A good guideline is to measure the legs and order long-term compression once lower extremity edema has stabilized from wrapping. Getting this done early will also provide more opportunities to teach the patient how to don and doff the stockings and allow time to order modified stockings, specialized donning/doffing equipment, or physical therapy/occupational therapy services if indicated. To the consternation of many patients and providers, Medicare does not consider the application of compression wraps to be a skilled need in the absence of wounds nor appropriate for preventive care. This includes Unna boots and applies even if the patient cannot apply compression stockings independently. Insurance may authorize a few home health visits to apply wraps and order long-term compression, but the patient will have to pay out of pocket for long-term compression DME if the wound is already closed. If the patient is unable to pay out of pocket for this DME, they may end up without any type of compression, as home health will not receive authorization to wrap the legs indefinitely. Unfortunately, even patients who are truly unable to apply compression stockings due to strength or dexterity issues are still held to this standard; therefore, it is important to start education early and evaluate for the availability of a caregiver to help with donning/doffing during the initial assessment. 

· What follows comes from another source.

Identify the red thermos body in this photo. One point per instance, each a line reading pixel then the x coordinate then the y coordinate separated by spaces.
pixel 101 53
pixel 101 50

These rules also apply to patients with chronic lymphedema. For this patient population, referral to a lymphedema specialist in addition to home health services may be a valuable resource for ongoing management after the wound has resolved. Once the wound has resolved, insurance will expect home health to discharge the patient.


This report aimed to help clinicians understand insurance reimbursement as related to their specialty. Even the best advanced wound care products and most skillful care will not heal a wound if the patient has financial barriers that prevent reliable access to it. By no means is this a comprehensive list of products or services. This is just a starting point. It is the author’s hope that it was useful. All clinicians are encouraged to consider insurance reimbursement as an important factor in product selection and a crucial element of research and practice.